Female infanticide is seldom a subject of discussion in my social circle in India, so I cannot speak from personal experience, but from all published accounts the dipping gender ratio is a growing concern in many parts of rural India today and I am glad our government has finally come up with a creative solution to fight this social menace. I remember watching a shocking movie called ‘Matrubhoomi’ on this subject sometime back and although I felt repelled by it’s brutal and hard-hitting approach at that time, the bitter truth might well be that it’s premise is not as far-fetched as we might want to believe.
Why are we even discussing this issue in this day and age? Why aren’t daughters equally valued in Indian society even today? Is it because in the land where characters in saas-bahu (in-law) dramas still spout clichés like ‘Hum beti ke ghar ka paani tak nahi peete!’ (We don’t drink even a drop of water from our daughter’s home!), parents of daughters worry about who will look after them in their old age? I would definitely beg to differ in that case.
My grandfather, who had three sons and one daughter, was happiest spending a majority of the last ten years of his life at his married daughter’s home. Yes, he argued often with his daughter, perhaps more than he ever argued with all three of his daughters-in-law put together, but he also felt most comfortable in her home. After all, who else but a daughter (and perhaps a mother) can both argue and lovingly admonish in the same breath?
(I am not demeaning the in-law relationship here, simply pointing out the closeness of the parent-daughter bond. And before someone points out that it’s the son’s home too, not just the daughter-in-law’s, I agree, but how involved are men in the nitty-gritty’s of running a home anyway? And how many sons are good at articulating their emotions with anyone? I am glad if you have had a different experience, my own experience definitely has been the more traditional one in that case.)
So is the preference for sons merely because daughters are considered ‘paraya dhan’? (This one is difficult to translate, but let’s call it ‘another’s property’, shocking though that may sound, shall we?) Someone who has to marry into a different family one day and therefore cannot carry on the family name and traditions? My guess, however, is that the reasons are more to do with simple economics than family pride.

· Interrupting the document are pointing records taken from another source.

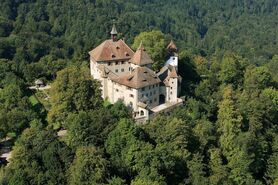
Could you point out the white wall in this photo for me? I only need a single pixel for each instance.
(152, 92)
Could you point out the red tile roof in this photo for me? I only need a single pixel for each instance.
(138, 78)
(111, 51)
(141, 57)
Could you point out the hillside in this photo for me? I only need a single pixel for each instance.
(226, 132)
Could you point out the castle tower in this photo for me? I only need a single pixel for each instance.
(173, 84)
(114, 32)
(172, 54)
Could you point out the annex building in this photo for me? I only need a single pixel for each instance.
(127, 76)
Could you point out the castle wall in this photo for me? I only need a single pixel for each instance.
(173, 89)
(118, 67)
(152, 93)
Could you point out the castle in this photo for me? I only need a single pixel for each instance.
(127, 76)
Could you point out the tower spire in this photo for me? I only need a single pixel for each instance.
(114, 32)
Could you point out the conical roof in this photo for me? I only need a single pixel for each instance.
(173, 73)
(172, 46)
(141, 57)
(114, 30)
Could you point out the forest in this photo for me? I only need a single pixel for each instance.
(226, 133)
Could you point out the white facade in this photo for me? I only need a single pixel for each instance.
(144, 99)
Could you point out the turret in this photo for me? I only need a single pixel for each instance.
(172, 55)
(114, 33)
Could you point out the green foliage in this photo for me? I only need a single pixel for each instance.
(231, 70)
(88, 167)
(15, 110)
(226, 133)
(73, 91)
(38, 158)
(85, 128)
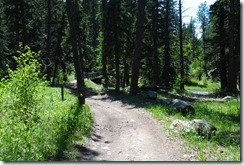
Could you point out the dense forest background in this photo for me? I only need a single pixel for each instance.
(130, 43)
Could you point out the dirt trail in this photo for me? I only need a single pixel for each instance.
(123, 132)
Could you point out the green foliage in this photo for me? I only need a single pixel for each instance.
(35, 125)
(23, 87)
(225, 116)
(93, 86)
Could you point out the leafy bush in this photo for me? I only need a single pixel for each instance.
(35, 124)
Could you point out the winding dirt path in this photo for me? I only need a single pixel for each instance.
(123, 132)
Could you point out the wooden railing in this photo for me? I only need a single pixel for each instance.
(91, 75)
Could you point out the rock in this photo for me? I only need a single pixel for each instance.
(180, 125)
(163, 101)
(198, 126)
(152, 95)
(204, 128)
(183, 107)
(148, 88)
(226, 98)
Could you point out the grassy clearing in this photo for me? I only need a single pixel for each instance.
(35, 124)
(225, 146)
(93, 86)
(225, 116)
(59, 123)
(202, 85)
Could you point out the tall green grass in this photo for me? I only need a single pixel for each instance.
(225, 116)
(35, 124)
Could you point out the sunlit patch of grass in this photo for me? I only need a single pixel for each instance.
(225, 116)
(207, 85)
(95, 87)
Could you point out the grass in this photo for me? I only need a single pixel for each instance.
(225, 146)
(225, 116)
(202, 85)
(93, 86)
(60, 122)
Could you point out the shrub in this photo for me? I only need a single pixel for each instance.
(35, 125)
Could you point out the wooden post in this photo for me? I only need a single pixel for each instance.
(62, 91)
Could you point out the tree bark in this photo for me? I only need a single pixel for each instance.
(166, 67)
(155, 43)
(104, 44)
(223, 71)
(182, 83)
(232, 72)
(71, 12)
(138, 45)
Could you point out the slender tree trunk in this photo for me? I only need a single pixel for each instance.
(232, 73)
(182, 83)
(104, 44)
(49, 17)
(138, 45)
(117, 69)
(58, 50)
(155, 43)
(72, 11)
(166, 67)
(223, 72)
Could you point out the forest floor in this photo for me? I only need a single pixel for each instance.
(125, 132)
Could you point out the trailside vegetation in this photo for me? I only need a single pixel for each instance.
(36, 125)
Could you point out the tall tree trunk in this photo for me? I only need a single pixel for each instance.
(155, 43)
(72, 11)
(232, 73)
(58, 51)
(117, 69)
(182, 83)
(49, 17)
(138, 45)
(166, 67)
(104, 43)
(223, 72)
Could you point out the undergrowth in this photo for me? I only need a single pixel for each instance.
(225, 116)
(35, 125)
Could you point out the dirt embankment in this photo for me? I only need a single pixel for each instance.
(124, 132)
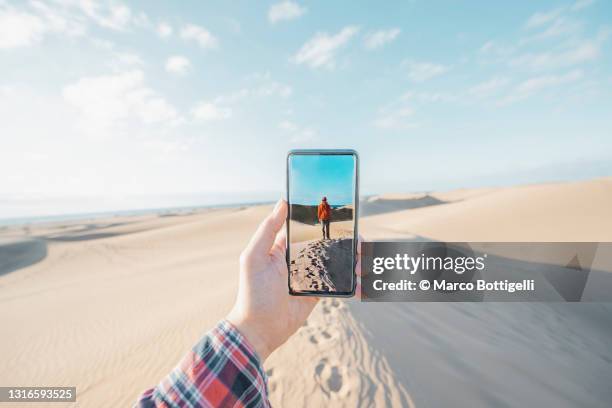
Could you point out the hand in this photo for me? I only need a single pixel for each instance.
(264, 311)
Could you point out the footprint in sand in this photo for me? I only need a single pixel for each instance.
(329, 377)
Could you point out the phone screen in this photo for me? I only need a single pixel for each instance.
(322, 197)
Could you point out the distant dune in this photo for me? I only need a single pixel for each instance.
(307, 214)
(114, 304)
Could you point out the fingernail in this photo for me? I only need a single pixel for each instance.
(277, 206)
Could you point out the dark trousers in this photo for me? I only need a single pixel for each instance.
(325, 228)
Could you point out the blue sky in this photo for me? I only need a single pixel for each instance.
(129, 100)
(313, 177)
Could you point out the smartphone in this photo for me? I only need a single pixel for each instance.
(323, 198)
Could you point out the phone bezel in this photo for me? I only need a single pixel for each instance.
(331, 152)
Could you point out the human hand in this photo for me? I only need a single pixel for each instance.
(264, 312)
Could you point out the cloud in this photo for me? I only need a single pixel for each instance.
(200, 35)
(581, 4)
(177, 64)
(381, 37)
(540, 83)
(29, 24)
(164, 30)
(19, 29)
(395, 118)
(209, 111)
(105, 101)
(423, 71)
(488, 87)
(320, 51)
(286, 10)
(541, 18)
(584, 51)
(298, 133)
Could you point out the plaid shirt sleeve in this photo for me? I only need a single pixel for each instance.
(222, 370)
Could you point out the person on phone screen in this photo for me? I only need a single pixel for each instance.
(324, 213)
(225, 368)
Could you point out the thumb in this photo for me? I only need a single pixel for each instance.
(264, 237)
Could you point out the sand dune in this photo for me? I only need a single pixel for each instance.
(113, 305)
(322, 265)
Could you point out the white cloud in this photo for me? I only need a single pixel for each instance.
(488, 87)
(200, 35)
(581, 4)
(298, 134)
(396, 118)
(19, 29)
(541, 18)
(423, 71)
(27, 25)
(320, 51)
(381, 37)
(209, 111)
(582, 52)
(177, 64)
(164, 30)
(105, 101)
(540, 83)
(286, 10)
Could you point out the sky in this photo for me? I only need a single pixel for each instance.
(108, 105)
(312, 177)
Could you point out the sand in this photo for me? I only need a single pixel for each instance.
(111, 305)
(322, 265)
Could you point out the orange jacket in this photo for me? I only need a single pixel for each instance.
(324, 211)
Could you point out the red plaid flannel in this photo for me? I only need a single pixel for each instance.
(222, 370)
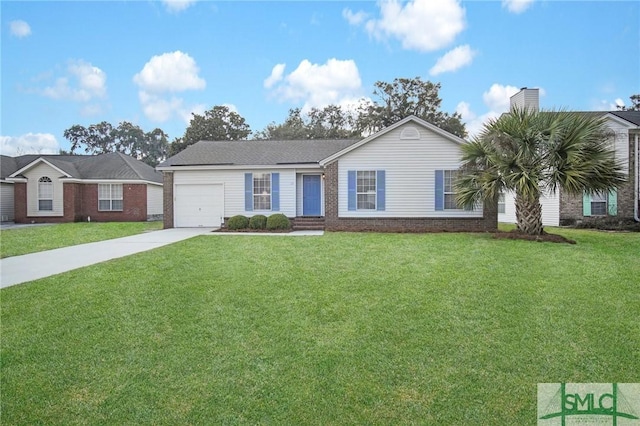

If I am right, then the root cause of all this would be the shocking practice of giving and taking dowry that is common in many educated and so-called enlightened Indian families even today. Note that I mention both giving and taking – I firmly believe that people who meekly give in to dowry demands are as much to blame as the ones who shamelessly ask for it. Till a while ago, I was under the false impression that dowry as a common practice in urban middle-class India had been relegated to weepy social dramas from the 80’s and 90’s. I stand rudely corrected today.
An elderly lady from our hometown was in Mumbai during my India vacation last November to fix her grandson’s wedding. She was here for a formal meeting between the elders from both families to discuss the ‘wedding arrangements’ wherein the girl’s side offered to ‘give their girl’ x tolas of gold, I am told. Oh, anything is fine with us, but perhaps 2x tolas might make your girl happier, they were advised. (Note the subtle emphasis on ‘making your girl happy’ here!)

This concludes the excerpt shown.